Well what the bloody hell happened to my turn then? Somewhere between shoulder pads being fashionable and shoulder pads coming back into fashion, the rules got changed. It is no longer considered acceptable to make a child wait until the conversation has stopped. One is considered cruel and un-parental for telling one's offspring that a bumped knee really is just a bumped knee and not a opportunity for prolonged caterwauling.

Children are deified. They are lauded and pampered, cossetted and idolized. Their needs must be dealt with immediately and without complaint. Never must there be a moment when they are left to their own devices - to get, God forbid, bored. Every whim must be met, every minor injury treated with desperate concern. Telling a child to stop blubbing is tantamount to Child Abuse. Muttering that children might actually be a bit of a pain in the bum is practically blasphemous. When did this apotheosis take place? When did parents become mere servants in their own households?

Well not this parent. I hold no truck with this servile parent thing and caring very little what people think of me, I make no apologies either.

There is a reason why my daughter is considered such a brave, cheerful little person. She has been taught from a very young age that crying is not a default reaction to anything that does not make her happy. Sometimes we bump our knees. The pain goes quite quickly and then we are able to continue bouncing/running/scootering or whatever activity we were doing. Sometimes we do not get to do what we want. This is irritating and sometimes unfair, but so is life. Often we will have to wait to get something we want. This is also irritating but will also happen a lot in life. Best get used to it now.

And I brave the curled lips of the 'super-mums' and the mutters behind my back because I know that Arabella and Alexander are being shaped into conscientious, polite little people who know the value of patience and understand that in life not everything goes our way. There will be no great disappointments, no terrible shocks when they reach adulthood. They will not have slaves when they are older and they most certainly don't have one now.

Wednesday, 4 August 2010

The Domestic Godlet.

Alright, Nigella. That's it. You and me. Electric hand-whisks at the ready. My curves may be in all the wrong places but when it comes to a victoria sponge, you're going down, bitch.

I can't believe that in the interests of blogging entertainment, I've just called Nigella Lawson a bitch. I'll get hate mail. I take it back.

Actually, I really do take it back. I like Nigella enormously. One always suspects she'd be a fantastic person to have a boozy, girly lunch with. Not only would she wholeheartedly agree with getting another bottle, she'd eat all her pudding. And the little chocolate you get with coffee. A dining partner that doesn't induce guilt as she picks prettily at her salad and smiles at you with kindly concern when you order the Greek Mezzo Sharing Platter for Four. Er - I haven't done that. Well sort of. It was a long time ago. Anyway...

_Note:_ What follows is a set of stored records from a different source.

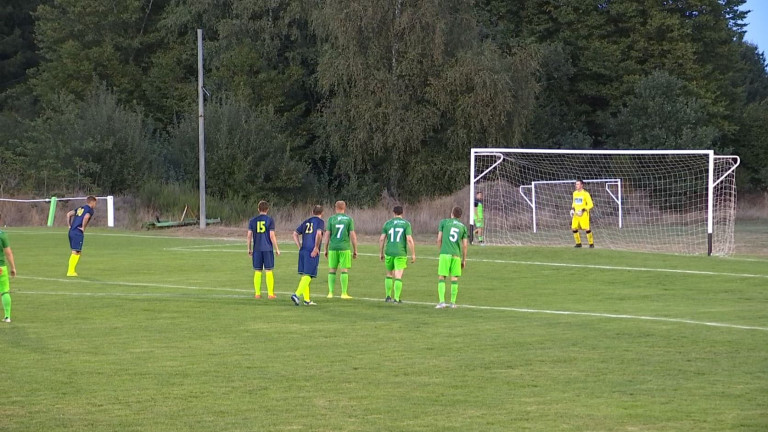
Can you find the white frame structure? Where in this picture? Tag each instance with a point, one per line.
(608, 182)
(499, 153)
(53, 200)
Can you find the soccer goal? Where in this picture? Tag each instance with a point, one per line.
(675, 201)
(28, 211)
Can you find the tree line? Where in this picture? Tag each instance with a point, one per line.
(322, 99)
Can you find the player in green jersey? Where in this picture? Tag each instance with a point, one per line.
(6, 262)
(397, 236)
(339, 233)
(452, 242)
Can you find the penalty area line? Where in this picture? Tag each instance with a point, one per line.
(233, 296)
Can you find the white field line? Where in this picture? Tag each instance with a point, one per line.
(496, 308)
(537, 263)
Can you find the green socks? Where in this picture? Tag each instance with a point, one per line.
(441, 290)
(344, 283)
(6, 304)
(398, 288)
(331, 282)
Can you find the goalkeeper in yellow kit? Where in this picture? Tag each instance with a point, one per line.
(580, 208)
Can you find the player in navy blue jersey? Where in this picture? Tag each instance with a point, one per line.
(262, 246)
(311, 233)
(77, 220)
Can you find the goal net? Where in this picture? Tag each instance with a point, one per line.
(663, 201)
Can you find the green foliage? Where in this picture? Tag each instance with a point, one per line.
(335, 99)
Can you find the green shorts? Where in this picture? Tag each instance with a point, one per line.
(340, 259)
(395, 263)
(449, 265)
(5, 284)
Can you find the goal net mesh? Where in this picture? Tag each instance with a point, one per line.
(644, 201)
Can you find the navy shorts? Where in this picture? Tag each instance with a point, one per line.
(263, 260)
(308, 265)
(76, 238)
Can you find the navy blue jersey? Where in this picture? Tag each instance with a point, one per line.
(308, 230)
(77, 221)
(261, 225)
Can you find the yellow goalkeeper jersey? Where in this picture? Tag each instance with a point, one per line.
(582, 200)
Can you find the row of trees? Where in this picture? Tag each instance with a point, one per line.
(339, 98)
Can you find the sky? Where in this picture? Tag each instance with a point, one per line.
(757, 23)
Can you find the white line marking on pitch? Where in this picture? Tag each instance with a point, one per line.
(498, 308)
(538, 263)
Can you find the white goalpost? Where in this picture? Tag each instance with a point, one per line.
(52, 204)
(677, 201)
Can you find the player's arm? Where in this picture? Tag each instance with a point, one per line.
(9, 257)
(273, 238)
(296, 239)
(86, 219)
(382, 239)
(464, 244)
(353, 238)
(318, 238)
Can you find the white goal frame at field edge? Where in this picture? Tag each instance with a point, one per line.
(53, 200)
(608, 182)
(706, 163)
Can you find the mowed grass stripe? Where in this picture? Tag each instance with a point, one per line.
(431, 305)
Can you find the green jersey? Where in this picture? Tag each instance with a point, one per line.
(3, 244)
(339, 226)
(396, 230)
(453, 233)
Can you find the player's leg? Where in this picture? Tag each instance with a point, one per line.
(455, 272)
(269, 265)
(585, 225)
(443, 271)
(389, 262)
(400, 265)
(5, 293)
(333, 264)
(258, 267)
(345, 262)
(575, 230)
(76, 238)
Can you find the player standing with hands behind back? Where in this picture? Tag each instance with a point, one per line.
(261, 243)
(77, 220)
(452, 241)
(340, 232)
(397, 235)
(582, 204)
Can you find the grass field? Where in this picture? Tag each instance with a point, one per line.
(163, 334)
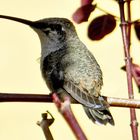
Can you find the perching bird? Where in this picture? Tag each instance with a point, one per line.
(68, 67)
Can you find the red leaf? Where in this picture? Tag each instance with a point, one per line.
(137, 29)
(135, 73)
(101, 26)
(82, 14)
(86, 2)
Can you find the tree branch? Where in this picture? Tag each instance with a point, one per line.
(128, 62)
(68, 115)
(45, 123)
(41, 98)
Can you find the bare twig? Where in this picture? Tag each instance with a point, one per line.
(42, 98)
(128, 62)
(67, 113)
(44, 124)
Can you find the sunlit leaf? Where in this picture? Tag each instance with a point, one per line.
(86, 2)
(137, 29)
(135, 73)
(101, 26)
(82, 14)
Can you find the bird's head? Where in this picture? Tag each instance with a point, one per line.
(54, 28)
(51, 31)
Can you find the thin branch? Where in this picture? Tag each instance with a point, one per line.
(67, 113)
(128, 62)
(128, 4)
(45, 124)
(42, 98)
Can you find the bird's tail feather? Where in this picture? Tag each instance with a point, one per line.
(99, 116)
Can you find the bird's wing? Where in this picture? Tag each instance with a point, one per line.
(83, 97)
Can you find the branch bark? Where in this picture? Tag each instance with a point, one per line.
(42, 98)
(128, 62)
(68, 115)
(45, 124)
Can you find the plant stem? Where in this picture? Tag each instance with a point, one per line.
(45, 124)
(128, 63)
(41, 98)
(68, 115)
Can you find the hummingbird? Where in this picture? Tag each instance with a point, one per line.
(68, 67)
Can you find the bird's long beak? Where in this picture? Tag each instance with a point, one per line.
(33, 24)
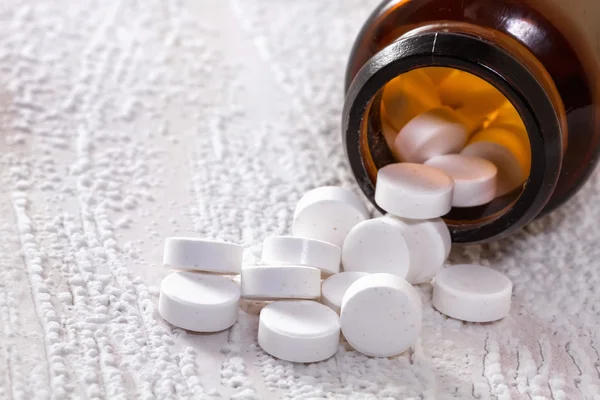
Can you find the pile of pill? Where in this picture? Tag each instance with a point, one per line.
(310, 302)
(461, 125)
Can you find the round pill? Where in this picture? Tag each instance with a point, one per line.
(327, 214)
(407, 96)
(506, 151)
(414, 191)
(474, 178)
(334, 288)
(203, 255)
(429, 243)
(301, 251)
(281, 282)
(199, 302)
(381, 315)
(377, 245)
(432, 133)
(298, 331)
(472, 293)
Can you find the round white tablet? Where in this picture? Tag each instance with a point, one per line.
(334, 288)
(377, 245)
(381, 315)
(472, 293)
(281, 282)
(199, 302)
(414, 191)
(432, 133)
(512, 172)
(203, 255)
(299, 331)
(293, 250)
(429, 243)
(328, 213)
(474, 178)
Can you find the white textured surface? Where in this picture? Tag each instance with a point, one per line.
(124, 122)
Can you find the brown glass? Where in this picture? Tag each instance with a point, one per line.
(554, 84)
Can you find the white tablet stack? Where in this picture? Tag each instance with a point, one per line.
(372, 302)
(200, 296)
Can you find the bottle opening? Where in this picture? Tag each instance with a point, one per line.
(437, 110)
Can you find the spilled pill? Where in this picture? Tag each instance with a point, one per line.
(199, 302)
(328, 213)
(267, 282)
(472, 293)
(377, 245)
(299, 331)
(381, 315)
(302, 251)
(334, 288)
(202, 255)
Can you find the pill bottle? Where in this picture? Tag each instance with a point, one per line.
(541, 55)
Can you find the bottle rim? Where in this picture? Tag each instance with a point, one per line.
(490, 62)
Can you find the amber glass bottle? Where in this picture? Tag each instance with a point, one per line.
(542, 55)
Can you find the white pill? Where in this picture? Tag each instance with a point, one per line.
(203, 255)
(199, 302)
(414, 191)
(328, 213)
(299, 331)
(377, 245)
(474, 178)
(511, 172)
(281, 282)
(429, 243)
(432, 133)
(285, 250)
(381, 315)
(472, 293)
(334, 288)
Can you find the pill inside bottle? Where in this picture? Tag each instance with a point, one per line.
(514, 82)
(476, 117)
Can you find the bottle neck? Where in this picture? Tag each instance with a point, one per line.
(500, 61)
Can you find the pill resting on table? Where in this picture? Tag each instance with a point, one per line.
(328, 213)
(334, 288)
(293, 250)
(472, 293)
(202, 255)
(381, 315)
(199, 302)
(377, 245)
(432, 133)
(414, 191)
(474, 178)
(299, 331)
(281, 282)
(429, 245)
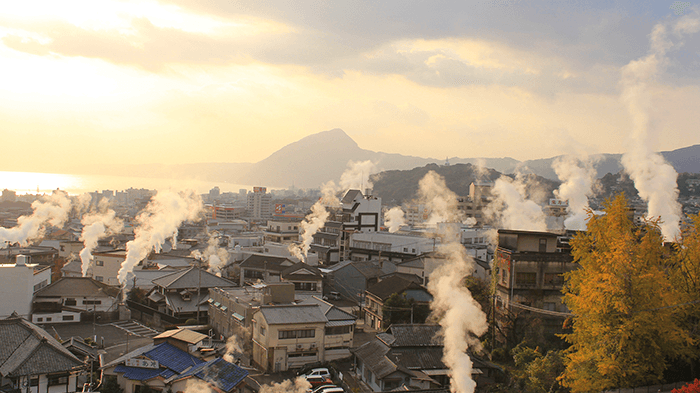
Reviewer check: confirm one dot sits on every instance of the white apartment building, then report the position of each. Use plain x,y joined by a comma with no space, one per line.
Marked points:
18,282
259,204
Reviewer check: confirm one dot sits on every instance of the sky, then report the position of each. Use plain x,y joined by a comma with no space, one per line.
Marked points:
89,82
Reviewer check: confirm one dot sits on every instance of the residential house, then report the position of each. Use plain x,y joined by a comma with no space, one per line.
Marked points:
70,297
306,279
231,309
164,367
18,283
351,278
530,269
339,332
184,293
32,361
288,336
377,294
263,267
409,357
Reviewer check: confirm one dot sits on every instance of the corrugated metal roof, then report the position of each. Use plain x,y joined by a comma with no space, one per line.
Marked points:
288,314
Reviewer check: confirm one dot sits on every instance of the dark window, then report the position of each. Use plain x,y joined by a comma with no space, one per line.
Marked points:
526,279
58,379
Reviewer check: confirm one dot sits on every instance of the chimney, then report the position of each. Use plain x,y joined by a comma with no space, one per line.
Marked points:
21,260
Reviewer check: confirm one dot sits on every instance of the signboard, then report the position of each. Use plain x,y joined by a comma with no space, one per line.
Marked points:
141,363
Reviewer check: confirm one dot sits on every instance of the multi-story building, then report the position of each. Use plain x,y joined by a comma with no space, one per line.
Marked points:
358,213
18,283
282,231
529,275
259,204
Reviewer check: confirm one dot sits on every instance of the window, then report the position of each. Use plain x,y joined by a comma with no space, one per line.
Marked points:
306,333
526,279
61,379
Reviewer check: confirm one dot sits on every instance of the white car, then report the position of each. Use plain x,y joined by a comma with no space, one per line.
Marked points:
320,372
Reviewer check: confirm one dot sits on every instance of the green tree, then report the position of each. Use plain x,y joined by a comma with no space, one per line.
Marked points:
623,329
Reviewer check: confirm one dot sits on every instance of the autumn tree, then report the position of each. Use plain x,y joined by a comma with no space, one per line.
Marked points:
624,329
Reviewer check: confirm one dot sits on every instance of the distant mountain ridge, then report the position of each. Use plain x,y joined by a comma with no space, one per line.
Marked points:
324,156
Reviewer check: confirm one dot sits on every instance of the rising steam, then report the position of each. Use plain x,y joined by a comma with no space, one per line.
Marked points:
577,182
95,227
459,314
653,177
512,209
51,210
157,223
394,219
215,256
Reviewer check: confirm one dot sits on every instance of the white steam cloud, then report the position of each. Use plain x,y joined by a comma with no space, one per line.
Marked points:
95,227
51,210
315,221
460,316
157,223
215,256
512,209
394,219
355,177
653,177
577,185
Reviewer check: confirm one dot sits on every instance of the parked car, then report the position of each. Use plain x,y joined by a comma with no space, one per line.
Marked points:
321,372
317,380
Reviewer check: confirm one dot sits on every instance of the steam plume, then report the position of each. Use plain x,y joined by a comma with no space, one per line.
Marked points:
51,210
459,314
653,177
158,222
215,256
512,209
577,182
315,221
394,219
95,227
357,176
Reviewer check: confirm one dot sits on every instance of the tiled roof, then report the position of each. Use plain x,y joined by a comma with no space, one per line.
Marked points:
76,287
416,335
27,349
390,286
269,262
190,278
288,314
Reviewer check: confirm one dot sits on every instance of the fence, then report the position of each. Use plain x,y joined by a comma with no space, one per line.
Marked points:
664,388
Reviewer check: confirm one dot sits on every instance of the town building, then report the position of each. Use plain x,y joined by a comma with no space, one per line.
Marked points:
376,295
164,367
530,268
19,281
70,298
408,358
259,204
32,361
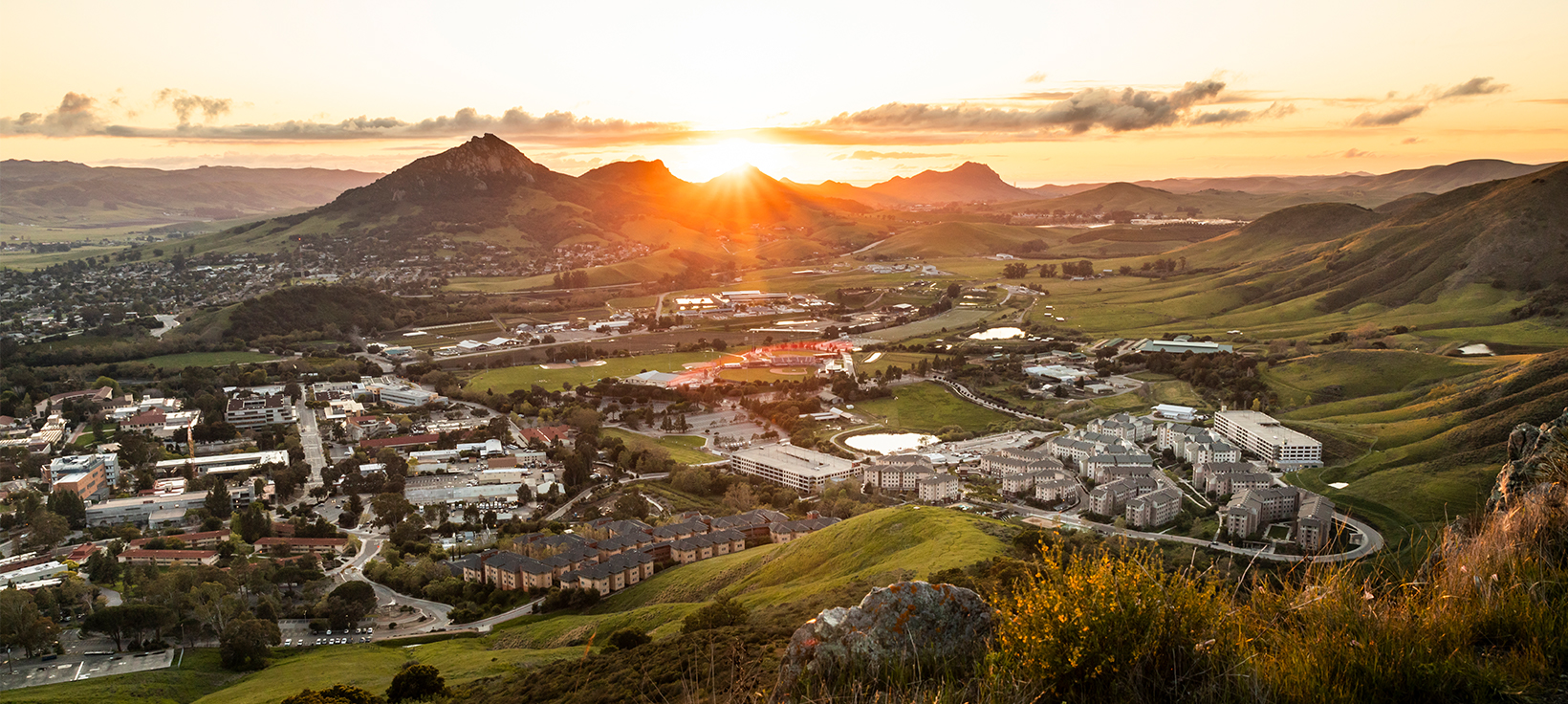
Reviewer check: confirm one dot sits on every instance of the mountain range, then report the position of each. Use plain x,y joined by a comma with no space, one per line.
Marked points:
73,195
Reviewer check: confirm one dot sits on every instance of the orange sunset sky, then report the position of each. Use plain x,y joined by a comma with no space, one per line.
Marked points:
1043,91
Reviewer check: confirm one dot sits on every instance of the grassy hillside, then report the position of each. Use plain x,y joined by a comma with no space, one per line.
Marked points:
927,408
788,583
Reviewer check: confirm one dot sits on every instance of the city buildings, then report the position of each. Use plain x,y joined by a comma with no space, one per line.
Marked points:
800,469
1266,438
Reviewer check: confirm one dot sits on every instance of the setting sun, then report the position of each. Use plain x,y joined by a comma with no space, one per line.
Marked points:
709,161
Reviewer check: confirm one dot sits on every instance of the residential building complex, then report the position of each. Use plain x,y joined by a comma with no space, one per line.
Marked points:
1266,438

I have today, if you haven't already guessed, been baking with Offspring One, whilst Offspring Two slobbered over everything in his playpen. (Teething.) Whilst I'm generally a very good cook, I'm usually a rubbish baker. Could be because I don't have a sweet tooth and therefore my heart isn't in it, or could be that I'm not very good at following rules - and that includes recipes. Generally my efforts are flat, wonky and taste slightly of chlorine.

For some reason today however, my victoria sandwich is plump, proud and perfect. My lemon drizzle cake couldn't be used as a housebrick and even the little cupcakes don't look like they were made by a five-year old - though in fact, they were.

I wish I could take some picture for you, but the battery has gone on the camera and I've lost my mobile. So you will just have to believe me. Anyway, Nigella, if you're reading (stop sniggering, you never know) be afraid. I've even been practicing licking the spoon in a seductive manner and I've been pouting at the microwave. I could have your job.

Other news. I tried the Atkins diet this week. I stuck to it religiously and then passed out in Tesco's on day three. Highly embarassing incident involving little old ladies, an avalanche of organic cucumbers and a number of well-meaning Tesco's 'First Aiders'. Gave up and went to the pub with husband. Three hundred and twenty four vodka and cokes later, I had decided that I might just have to be a jolly fat lady. I was certainly jolly.

And anyway. Somebody has to help eat all these lovely cakes....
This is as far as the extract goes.